The first three months of 2017 saw a sharp rise in the sophistication of nation-state backed cyber-attacks, with threat actors turning their attention to wipers, as well as financial crime. These and other trends covered in Kaspersky Lab’s first quarterly summary of its subscriber-only threat intelligence reports.
The new quarterly APT Trends reports will be freely available and will highlight significant developments in targeted attacks as well as emerging trends that demand immediate attention from business and other organizations. The content of the Q1 report is drawn from Kaspersky Lab experts’ observations of APT actors’ activity during the quarter.
Highlights in Q1, 2017 include:
· Wipers are being harnessed by targeted threat actors, both for cybersabotage and for deleting tracks after cyberespionage operations. An evolved generation of Wipers was used in the new wave of Shamoon attacks. The subsequent investigation led to the discovery of StoneDrill and its code similarities to the NewsBeef (Charming Kitten) group. A StoneDrill victim was found in Europe.
· Targeted attackers diversify into money theft. The long term tracking of the Lazarus group has identified a sub-group that Kaspersky Lab has called BlueNoroff, actively attacking financial institutions in different regions, including a high profile attack in Poland. BlueNoroff is believed to be behind the infamous Bangladesh Bank heists.
· Fileless malware is being used in attacks by both targeted threat actors and cybercriminals in general – helping to avoid detection and make forensic investigations harder. Kaspersky Lab’s experts have found examples in the lateral movement tools used in the Shamoon attacks, in attacks against Eastern European banks, and in the hands of a number of other APT actors.

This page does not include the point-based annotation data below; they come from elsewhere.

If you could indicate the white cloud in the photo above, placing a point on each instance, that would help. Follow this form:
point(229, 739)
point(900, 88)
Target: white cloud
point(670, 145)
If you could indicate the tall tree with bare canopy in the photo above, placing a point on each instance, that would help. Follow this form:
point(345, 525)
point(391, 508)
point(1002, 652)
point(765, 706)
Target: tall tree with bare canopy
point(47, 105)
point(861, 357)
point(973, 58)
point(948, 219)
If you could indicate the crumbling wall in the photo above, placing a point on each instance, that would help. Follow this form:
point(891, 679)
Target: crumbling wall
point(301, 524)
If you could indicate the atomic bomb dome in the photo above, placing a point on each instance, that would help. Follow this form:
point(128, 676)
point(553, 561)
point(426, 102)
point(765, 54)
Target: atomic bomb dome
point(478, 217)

“The targeted threat landscape is evolving constantly, and attackers are increasingly well-prepared, looking for and leveraging new gaps and opportunities. This is why threat intelligence is so important: it arms organizations with understanding and reveals the actions they need to take. For example, the threat landscape in Q1 highlights the need for memory forensics and incident response to combat fileless malware attacks, and security that can detect anomalies across the network’s ongoing activity,” said Juan Andres Guerrero-Saade, Senior Security Researcher, Global Research and Analysis Team, Kaspersky Lab.
Kaspersky Lab’s Global Research and Analysis team currently tracks more than a hundred threat actors and sophisticated malicious operations targeting commercial and government organizations in over 80 countries. During the first quarter of 2017, the company’s expertise created 33 private reports for subscribers of its Intelligence Services, with Indicators of Compromise (IOC) data and YARA rules to assist in forensics and malware-hunting.